Bond lacks E. Winston middle school
November vote expected also on bonds for parks and Forsyth Tech
BY TODD LUCK
County commissioners have begun the process to place bonds for public schools, Forsyth Technical Community College and parks and recreation on the November ballot.
Forsyth County commissioners made the decision on the bonds during a Thursday, June 9 briefing, and on Monday, June 12, approved a resolution to begin the process for bond referendums.
County Commissioner Gloria Whisenhunt Kortenaar was the sole “no” vote. She
said that, while she wants a school bond, she felt the one that her colleagues approved was too large and the tax increase too high.
Bond referendums let voters approve the debt borrowed for bond projects and the tax increase needed to pay for it.
Out of $595.6 million dollars in bond requests, the commissioners narrowed it down to three separate bonds that will be on the ballot: a $350 million Winston-Salem/Forsyth County Schools bond, a $65 million Forsyth Tech bond and a $15 million county parks and recreation bond.
If all three are approved, county property taxes will increase by 3.6 cents per each $100 valuation in property in 2018 and another 3.8 cents in 2022.
“I agree with putting them on there and letting people make the choice,” said Commissioner Walter Marshall.
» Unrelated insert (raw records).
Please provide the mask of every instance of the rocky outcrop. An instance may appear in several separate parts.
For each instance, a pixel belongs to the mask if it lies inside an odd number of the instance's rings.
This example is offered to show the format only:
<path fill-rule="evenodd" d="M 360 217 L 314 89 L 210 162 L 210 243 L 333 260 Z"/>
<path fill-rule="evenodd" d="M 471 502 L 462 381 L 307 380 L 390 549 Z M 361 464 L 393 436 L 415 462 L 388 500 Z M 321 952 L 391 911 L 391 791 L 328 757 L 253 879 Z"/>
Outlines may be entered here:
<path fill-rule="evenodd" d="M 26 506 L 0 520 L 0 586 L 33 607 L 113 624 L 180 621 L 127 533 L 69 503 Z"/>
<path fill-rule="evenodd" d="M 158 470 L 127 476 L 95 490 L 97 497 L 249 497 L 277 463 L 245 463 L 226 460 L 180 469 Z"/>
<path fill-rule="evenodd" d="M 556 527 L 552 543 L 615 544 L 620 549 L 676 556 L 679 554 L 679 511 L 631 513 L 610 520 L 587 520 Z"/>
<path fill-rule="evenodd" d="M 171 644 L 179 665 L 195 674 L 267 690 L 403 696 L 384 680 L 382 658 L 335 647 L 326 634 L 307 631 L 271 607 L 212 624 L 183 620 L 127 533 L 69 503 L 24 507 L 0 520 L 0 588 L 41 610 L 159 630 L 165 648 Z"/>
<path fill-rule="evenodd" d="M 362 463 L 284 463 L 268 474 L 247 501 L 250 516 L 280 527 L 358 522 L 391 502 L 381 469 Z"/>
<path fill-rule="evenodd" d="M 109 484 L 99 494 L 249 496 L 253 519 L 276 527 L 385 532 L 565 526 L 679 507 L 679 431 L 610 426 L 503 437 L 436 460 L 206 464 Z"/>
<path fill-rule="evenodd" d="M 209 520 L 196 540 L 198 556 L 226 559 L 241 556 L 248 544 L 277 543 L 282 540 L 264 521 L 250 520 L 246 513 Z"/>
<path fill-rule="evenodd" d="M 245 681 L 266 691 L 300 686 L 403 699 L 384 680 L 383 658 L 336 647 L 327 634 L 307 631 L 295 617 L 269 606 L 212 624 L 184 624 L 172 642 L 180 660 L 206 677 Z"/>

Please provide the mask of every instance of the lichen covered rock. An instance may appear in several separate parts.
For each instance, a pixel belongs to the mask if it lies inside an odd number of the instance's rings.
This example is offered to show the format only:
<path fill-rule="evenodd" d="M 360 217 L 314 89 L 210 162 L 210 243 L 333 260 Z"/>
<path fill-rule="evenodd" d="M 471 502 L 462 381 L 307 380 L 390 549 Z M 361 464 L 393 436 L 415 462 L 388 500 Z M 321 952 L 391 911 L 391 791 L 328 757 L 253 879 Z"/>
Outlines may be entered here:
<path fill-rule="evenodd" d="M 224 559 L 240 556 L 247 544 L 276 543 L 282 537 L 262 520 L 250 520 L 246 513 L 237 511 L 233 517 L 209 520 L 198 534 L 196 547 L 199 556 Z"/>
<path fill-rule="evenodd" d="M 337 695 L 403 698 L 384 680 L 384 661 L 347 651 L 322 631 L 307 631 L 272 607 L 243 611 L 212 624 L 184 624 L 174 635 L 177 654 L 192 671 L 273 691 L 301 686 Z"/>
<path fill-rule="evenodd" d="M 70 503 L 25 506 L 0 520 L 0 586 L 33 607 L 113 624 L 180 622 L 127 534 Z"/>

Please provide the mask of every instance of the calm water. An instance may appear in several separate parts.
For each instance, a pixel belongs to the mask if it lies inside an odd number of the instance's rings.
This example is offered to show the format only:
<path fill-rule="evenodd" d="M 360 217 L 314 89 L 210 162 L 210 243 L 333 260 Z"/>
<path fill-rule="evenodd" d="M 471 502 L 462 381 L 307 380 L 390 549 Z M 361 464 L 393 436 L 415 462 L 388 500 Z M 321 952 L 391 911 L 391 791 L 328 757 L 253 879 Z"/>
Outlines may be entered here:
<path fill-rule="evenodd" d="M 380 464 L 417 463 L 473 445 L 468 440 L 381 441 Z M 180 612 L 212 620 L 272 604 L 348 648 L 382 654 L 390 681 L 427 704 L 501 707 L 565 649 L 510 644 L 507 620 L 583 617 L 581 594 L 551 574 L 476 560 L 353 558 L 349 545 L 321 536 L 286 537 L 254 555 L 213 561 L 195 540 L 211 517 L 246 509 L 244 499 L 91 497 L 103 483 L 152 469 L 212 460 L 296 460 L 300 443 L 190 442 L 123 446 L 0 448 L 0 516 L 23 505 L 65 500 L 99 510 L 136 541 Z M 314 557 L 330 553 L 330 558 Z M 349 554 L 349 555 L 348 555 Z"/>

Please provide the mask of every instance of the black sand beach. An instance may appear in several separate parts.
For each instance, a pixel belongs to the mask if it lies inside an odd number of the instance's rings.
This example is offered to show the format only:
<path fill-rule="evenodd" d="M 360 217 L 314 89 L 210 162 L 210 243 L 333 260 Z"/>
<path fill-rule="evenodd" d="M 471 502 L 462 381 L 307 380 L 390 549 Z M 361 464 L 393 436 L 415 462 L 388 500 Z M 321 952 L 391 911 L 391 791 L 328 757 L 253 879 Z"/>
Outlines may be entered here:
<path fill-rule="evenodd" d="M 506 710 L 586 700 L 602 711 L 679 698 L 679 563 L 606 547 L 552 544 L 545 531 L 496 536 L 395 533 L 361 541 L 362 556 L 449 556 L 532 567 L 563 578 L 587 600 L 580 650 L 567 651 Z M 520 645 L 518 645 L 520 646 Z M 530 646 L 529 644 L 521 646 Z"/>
The school bond deals with aging buildings and technology along with having enough classrooms to accommodate the growing student body. It’ll pay for two new middle schools; four replacement schools, including Ashley Academy; additions to four schools; and renovations at four others.
According to school board officials, the Ashley project was added at the last minute to address concerns from the community that the East Winston community was not included in proposal talks. Board vice chairman Robert Barr has said adding the project lets the community know that the board heard their voice.
But the Community School Bond Coalition (CSBC) has raised the point that there currently isn’t a middle school in that area of the city. The coalition is made up of four community organizations: the Big Four Alumni Association, Winston-Salem Branch of the NAACP Education Committee, New South Community Coalition, and North Winston Neighborhood Association.
Among the long-deferred projects is building a new Lowrance Middle School, which will be on the campus of Paisley IB Magnet School. The bond will also increase Paisley’s capacity from 627 students to 1027. Paisley is not in East Winston.
The Forsyth Technical bond will create a new aviation program at Smith Reynolds Airport along with paying for building renovations and construction at the college’s various locations. The parks bond includes several park renovations, mostly concentrated in Tanglewood Park in Clemmons, and $5 million for a multi-use agricultural center, also at Tanglewood.
The bonds will now go through a process, which includes submitting a notice to the Joint Legislative Oversight Committee on Local Government, and statements being filed with the Clerk of Court.
It will culminate in the Aug. 8 County Commissioners meeting, in which the public will be able to comment on the bonds and commissioners will have a final vote on each of them. Commissioners could also choose to lower the amount of the bonds then, but they cannot make them larger. After that, the bonds will go to the Board of Elections to be put on the ballot.
The commissioners said that bond requests that won’t go on the ballot will be pursued in other ways. The $20.4 million to build a new home for the combined SciWorks and Children’s Museum on the site of the old Sheriff’s Office building will be paid for with revenue from the sale of county properties. The commissioners plan to approve a capital project ordinance later in the month to make the effort official. The museums will do their own fundraising to pay for exhibits. SciWorks Director Paul Kortenaar said he was happy with the outcome.
“For SciWorks, this is perfect,” said Kortenaar. “Financing for SciWorks will have no impact on the tax burden and we’ll have a brand new museum downtown.”
Commissioners said the decision on how to renovate or replace the Hall of Justice will be made by Sept. 30.
“It’s been discussed a long time and there needs to be a final answer,” said Commissioner Don Martin.
The time will let the commissioners examine all their options. Previously, plans to replace the Hall of Justice for $145 million, and one that involves renovating and expanding it for $112 million were being considered, though the idea of renovating it for $100 million was also discussed last week.
“We want the best court house we can possibly get,” said commissioner Witherspoon about the extra time.
The courthouse would not be paid for by a bond referendum and would most likely be funded with limited obligation bonds that allow the county to borrow money without tax-payer approval. Marshall said that the commissioners will need to commit to the entire project, not just one part of the construction, or later boards of county commissioners could change or halt the project.
Staff reporter Tevin Stinson contributed to this report.